Sunday, September 4, 2016

At midnight, Tom Casavant dove into the 68-degree waters of the Pacific Ocean.

Thirteen hours later, a little after 1 p.m., he stumbled onto Point Vicente beach in Los Angeles, completing a task only a handful of athletes have been able to accomplish — swimming the 21.5 miles from Catalina Island to Los Angeles.

Casavant, 56, a professor of electrical and computer engineering at the University of Iowa, swam the distance on Aug. 19 — in 12 hours, 59 minutes and 19 seconds.

“I was absolutely happy to finish,” he said. “I was really prepared to take as long as it took.”

casavant

The channel between Santa Catalina Island and Los Angeles is the only crossing on the American continent that compares to the English Channel in both distance and difficulty, according to the Catalina Channel Swimming Federation.

Casavant said he decided to attempt the swim about two years ago. He applied in March.

After passing a medical examination and other requirements — including an eight-hour swim and an additional four-hour night swim in Lake Macbride — be became one of the nearly 50 people the Catalina Channel Swimming Federation accepted to attempt the feat.

Karen Casavant, 56, Casavant’s wife and a physical therapist assistant at Progressive Rehabilitation Associates, and eight family members and friends made up Casavant’s support crew.

The support crew accompanied Casavant during the swim, and a crew member in a kayak gave him hourly nourishment.

Casavant said he expected the physical challenge because this was the farthest and the longest he’s ever swum.

However, he said, the hardest parts were the mental challenges. Toward the end of the swim, he was demoralized.

“It was close to seven hours, and I just had a lot of pain in my shoulders,” Casavant said. “I just started thinking ‘I’m not going to make it.’ This was the first time in my life that I was doing something this difficult that I thought I would have to quit. I was at my limit.”

Karen Casavant, as well as other support crew members, encouraged him to keep going.

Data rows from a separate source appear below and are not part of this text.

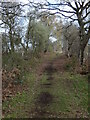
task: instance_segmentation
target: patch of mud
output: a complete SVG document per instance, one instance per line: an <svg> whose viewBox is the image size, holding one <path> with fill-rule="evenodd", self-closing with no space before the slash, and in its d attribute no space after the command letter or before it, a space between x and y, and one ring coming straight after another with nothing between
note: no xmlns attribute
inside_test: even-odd
<svg viewBox="0 0 90 120"><path fill-rule="evenodd" d="M49 76L49 77L47 78L47 80L53 80L53 77L52 77L52 76Z"/></svg>
<svg viewBox="0 0 90 120"><path fill-rule="evenodd" d="M52 65L49 65L45 68L44 72L47 74L52 74L53 72L56 72L56 69Z"/></svg>
<svg viewBox="0 0 90 120"><path fill-rule="evenodd" d="M38 103L48 105L52 102L53 96L48 92L41 92L38 96Z"/></svg>
<svg viewBox="0 0 90 120"><path fill-rule="evenodd" d="M52 83L41 84L41 87L44 87L44 88L50 88L51 86L52 86Z"/></svg>

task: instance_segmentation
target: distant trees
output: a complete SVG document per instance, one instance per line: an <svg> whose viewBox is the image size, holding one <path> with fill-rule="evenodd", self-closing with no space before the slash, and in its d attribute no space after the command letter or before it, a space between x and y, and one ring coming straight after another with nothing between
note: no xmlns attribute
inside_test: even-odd
<svg viewBox="0 0 90 120"><path fill-rule="evenodd" d="M70 25L66 23L63 26L62 32L62 43L63 43L63 51L67 56L76 56L79 58L80 55L80 37L79 30L75 25Z"/></svg>
<svg viewBox="0 0 90 120"><path fill-rule="evenodd" d="M32 45L33 53L39 53L48 49L49 35L49 28L42 22L37 22L35 20L29 21L26 39Z"/></svg>
<svg viewBox="0 0 90 120"><path fill-rule="evenodd" d="M51 14L58 14L60 17L69 19L71 22L78 22L80 36L80 60L83 64L84 50L90 38L90 1L89 0L57 0L50 3L48 0L41 5L41 9L52 11Z"/></svg>
<svg viewBox="0 0 90 120"><path fill-rule="evenodd" d="M5 30L3 33L2 44L6 51L11 53L15 50L15 45L20 43L19 15L21 14L20 6L17 2L2 2L2 24ZM5 49L4 49L5 50Z"/></svg>

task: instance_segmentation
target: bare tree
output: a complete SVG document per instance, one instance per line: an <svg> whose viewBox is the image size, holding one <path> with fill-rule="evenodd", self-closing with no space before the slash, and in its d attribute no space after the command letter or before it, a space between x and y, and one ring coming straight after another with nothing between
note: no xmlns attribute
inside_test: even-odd
<svg viewBox="0 0 90 120"><path fill-rule="evenodd" d="M51 14L57 14L70 22L77 22L80 35L80 61L83 64L84 50L90 38L90 20L89 20L89 0L57 0L55 3L40 4L41 9L51 11Z"/></svg>

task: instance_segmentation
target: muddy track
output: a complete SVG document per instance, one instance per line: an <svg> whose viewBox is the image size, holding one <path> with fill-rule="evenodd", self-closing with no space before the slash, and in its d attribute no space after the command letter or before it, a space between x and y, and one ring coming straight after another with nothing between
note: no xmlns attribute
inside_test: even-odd
<svg viewBox="0 0 90 120"><path fill-rule="evenodd" d="M46 73L48 78L47 78L47 83L45 84L40 84L40 89L42 88L51 88L53 83L53 73L56 72L56 69L53 67L53 62L49 62L47 64L47 66L44 68L43 73ZM47 107L50 106L52 104L54 100L54 96L49 93L49 92L41 92L37 99L36 99L36 115L35 117L39 117L39 118L44 118L46 116L48 116L47 113Z"/></svg>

“He was seeing the same scenery because he was in a current that was against him,” Karen Casavant said. “He wasn’t making very good distance for a long time — less than a mile an hour. So every time he looked up, it looked the same.”

Casavant said he was able to focus on finishing and just “swim as hard as I can until I get there or I just can’t go any farther.”

Only about 400 swimmers have completed the solo swim in almost 90 years. The first individual to complete the swim was George Young, of Canada, on Jan. 15, 1927, in about 16 hours.

A relay team first swam the channel Sept. 10, 1926, according to the federation. Since then, more than 100 relay teams have succeeded in the swim.

The channel is far from Tom Casavant’s first challenge. On top of weekly swims in Lake Macbride, he has completed swims across the world, including in the Indian Ocean and off the coast of Australia.

Although he began competitive swimming when he was 8 years old, Casavant said he started open-water swimming when he was challenged by his daughter, Kayla, to compete in a race in Lake Harriet in Minneapolis in 2012. He has been swimming in open water ever since.

“I think one of the really appealing things about open water swimming is that it is different,” Casavant said. “It’s not a very controlled environment — nature and whatever conditions are that day — that’s a part of it.”

And even though the Catalina Channel is his peak accomplishment, he said, he has no plans to quit open-water swimming anytime soon.